Andrea Cybyk’s abstract acrylic paintings are all about vibrant color and intricate layers.
Repeating Shapes & Marks
I tend to set some working parameters, restricting myself to certain colors, shapes, or repeating marks to create a series of related pieces.
The long, exacting diagonals of juicy pigment in my Color Strand paintings echo the hectic pace of our busy lives. Lush and intoxicating, each translucent strand must dry independently before another can cross. They create unexpectedly rich moments where they intersect, building mysterious colors, anticipated, but not mixed on my palette. These are the sweet spots in life. Crisp, deliberate white space serves both as a pathway through the painting and as a resting place from potential overload. It’s a very precise chaos.
The organic contours of my Floating Form paintings were inspired by the recurring abundance of olives, lentils, grapes, wine bottles & barrels so prevalent on a cooking holiday in Italy. I created large hand-cut templates as a way of repeating these forms and patterns, rolling on fluid acrylic paint with rubber brayers rather than paintbrushes. The brayers lend a faceted, jewel-like quality to the pigment, backlit by the white of the paper. I work in both positive shapes and negative space (the space between shapes) delighting in the complex colors created where layers overlap. The paper is usually mounted on cradled wood panels, sealed & varnished, allowing the forms to float almost beyond the edge, unconfined by conventional mat & frame. A few pieces are matted & framed instead.

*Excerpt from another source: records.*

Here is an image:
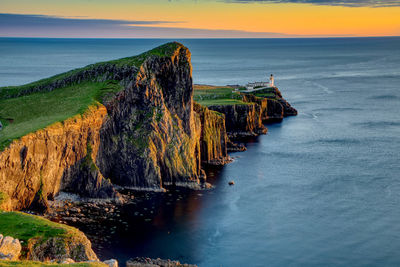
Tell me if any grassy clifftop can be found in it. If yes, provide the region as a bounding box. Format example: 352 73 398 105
0 261 108 267
0 42 180 151
193 85 249 107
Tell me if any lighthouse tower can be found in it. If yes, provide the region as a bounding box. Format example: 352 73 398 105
269 74 275 87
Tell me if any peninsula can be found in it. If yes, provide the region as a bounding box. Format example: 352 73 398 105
0 42 297 266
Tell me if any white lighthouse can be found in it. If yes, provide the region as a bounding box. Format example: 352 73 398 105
269 74 275 87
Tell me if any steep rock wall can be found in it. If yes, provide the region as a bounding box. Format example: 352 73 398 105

Openings is a series of small works on paper with a grid reminiscent of old windows and ancient buildings. I’m using a gelatin plate, brayers, and a template rescued from the recycle bin. Each piece acquires a delicate, time-worn patina composed of dozens of layers of acrylic paint.
Loose Abstract Paintings
Complexity and texture are built using graphite, collage, transparent washes and juicy veils of color, backlit by the pure, white light of paper or canvas. The resulting images show the construction process of the painting itself by concealing and revealing the elements within.
BIO
A native of Northern Virginia with an engineering background, Andrea Cybyk worked in the software industry for 15 years, studied painting and printmaking along the way, and finally abandoned the techie world to paint full-time. Raised in the contemporary home that her parents designed and built themselves, she comes from a family of technical creatives and fiercely stubborn DIYers.